Golden Sky

Golden Sky

Makoto Fujimura

Gold and mineral pigments on canvas, 2012

“Father, I betrayed you. I trampled on the picture of Christ,” said Kichijiro, with tears. “In this world are the strong and the weak. The strong never yield to torture, and they go to Paradise; but what about those, like myself, who are born weak...

“There are neither the strong nor the weak. Can anyone say that the weak do not suffer more than the strong?” The priest spoke rapidly, facing the entrance. “Since in this country there is now no one else to hear your confession, I will do it...Say the prayers after confession...Go in peace!”

Kichijiro wept softly; then he left the house. The priest had administered that sacrament that only the priest can administer. No doubt his fellow priests would condemn his act as sacrilege; but even if he was betraying them, he was not betraying his Lord. He loved him now in a different way from before. Everything that had taken place until now had been necessary to bring him to this love. “Even now I am the last priest in this land. But Our Lord was not silent. Even if he had been silent, my life until this day would have spoken of him.”

- Silence, Shusaku Endo

At the end of Silence, Endo offers redemption and hope to Rodrigues through Christ’s radical grace. After formally apostatizing and being rejected by the Church, Rodrigues nonetheless finds in this moment the grace to serve as a priest to his brother and double, Kichijiro. Rodrigues’ compassionate service to Kichijiro—helping him to once again confess and receive forgiveness—is an act of true love for Christ. He demonstrates love for Christ and brother in one act of listening.
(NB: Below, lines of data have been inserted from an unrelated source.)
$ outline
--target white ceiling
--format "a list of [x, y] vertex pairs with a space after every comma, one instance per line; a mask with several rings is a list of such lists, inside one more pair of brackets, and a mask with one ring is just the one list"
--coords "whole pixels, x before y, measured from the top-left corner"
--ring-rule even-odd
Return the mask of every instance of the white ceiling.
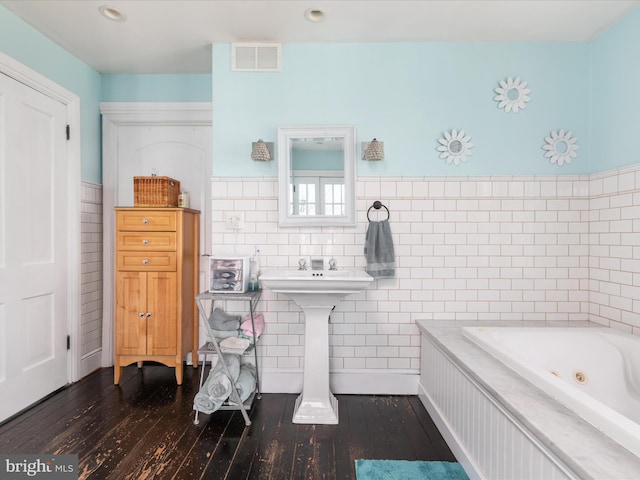
[[[106, 20], [101, 5], [123, 22]], [[0, 0], [101, 73], [211, 73], [211, 44], [588, 41], [632, 0]], [[307, 9], [326, 13], [322, 22]]]

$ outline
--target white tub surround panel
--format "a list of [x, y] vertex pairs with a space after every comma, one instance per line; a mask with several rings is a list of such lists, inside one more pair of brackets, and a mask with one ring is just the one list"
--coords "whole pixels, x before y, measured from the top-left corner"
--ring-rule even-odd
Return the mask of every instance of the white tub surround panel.
[[[463, 338], [462, 326], [544, 322], [419, 321], [420, 398], [471, 478], [635, 479], [640, 459]], [[557, 326], [594, 326], [557, 322]]]
[[82, 183], [82, 312], [80, 378], [101, 367], [102, 187]]

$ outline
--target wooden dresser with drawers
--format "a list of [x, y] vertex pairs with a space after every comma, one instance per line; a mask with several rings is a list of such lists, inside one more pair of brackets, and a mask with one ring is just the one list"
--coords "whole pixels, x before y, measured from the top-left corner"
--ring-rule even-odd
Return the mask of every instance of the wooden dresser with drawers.
[[153, 361], [175, 367], [181, 385], [185, 356], [198, 348], [200, 212], [116, 207], [115, 214], [114, 383], [122, 367]]

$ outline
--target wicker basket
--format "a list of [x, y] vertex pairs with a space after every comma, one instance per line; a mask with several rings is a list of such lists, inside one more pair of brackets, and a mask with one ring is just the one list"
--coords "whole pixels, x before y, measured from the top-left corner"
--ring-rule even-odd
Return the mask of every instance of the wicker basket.
[[180, 182], [169, 177], [133, 177], [134, 207], [177, 207]]

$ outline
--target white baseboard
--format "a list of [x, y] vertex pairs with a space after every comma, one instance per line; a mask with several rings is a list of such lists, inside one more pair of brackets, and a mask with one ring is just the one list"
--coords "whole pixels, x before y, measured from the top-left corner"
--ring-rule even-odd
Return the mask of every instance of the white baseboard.
[[102, 349], [98, 348], [80, 358], [80, 375], [78, 378], [86, 377], [102, 366]]
[[[417, 395], [420, 374], [413, 370], [339, 370], [331, 372], [335, 394]], [[302, 392], [302, 370], [262, 369], [260, 390], [264, 393]]]

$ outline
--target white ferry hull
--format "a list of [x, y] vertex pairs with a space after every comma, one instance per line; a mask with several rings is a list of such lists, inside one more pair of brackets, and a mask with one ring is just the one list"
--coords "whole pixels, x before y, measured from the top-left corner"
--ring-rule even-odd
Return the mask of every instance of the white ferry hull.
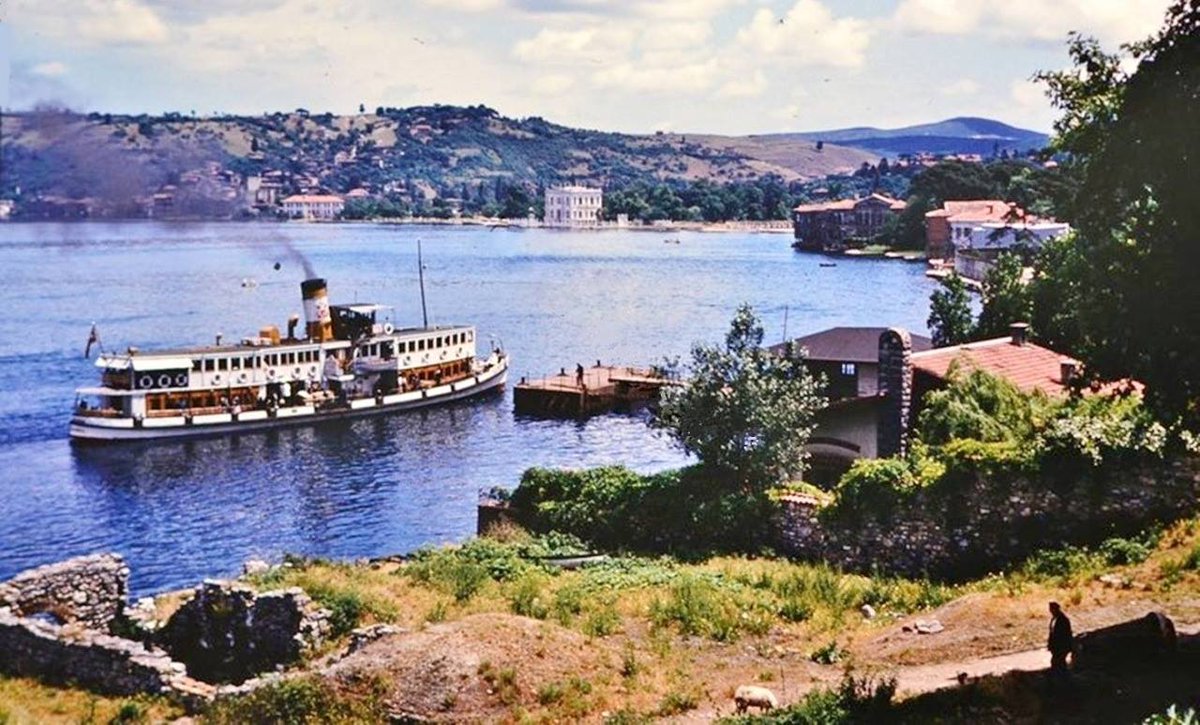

Makoto Fujimura’s "Golden Sky" helps us consider the way that beauty and redemption can emerge even out of trauma, betrayal, silence, and suffering in Shusaku Endo’s Silence. The ground gold powder that illuminates the dark background physically evokes these ideas. It’s a radical grace, that the same God who spoke light into the void, who suffers with us in silence, speaks even through our dark, broken lives. Or, as Endo explained, “I did not write a book about the Silence of God; I wrote a book about the Voice of God speaking through suffering and silence.”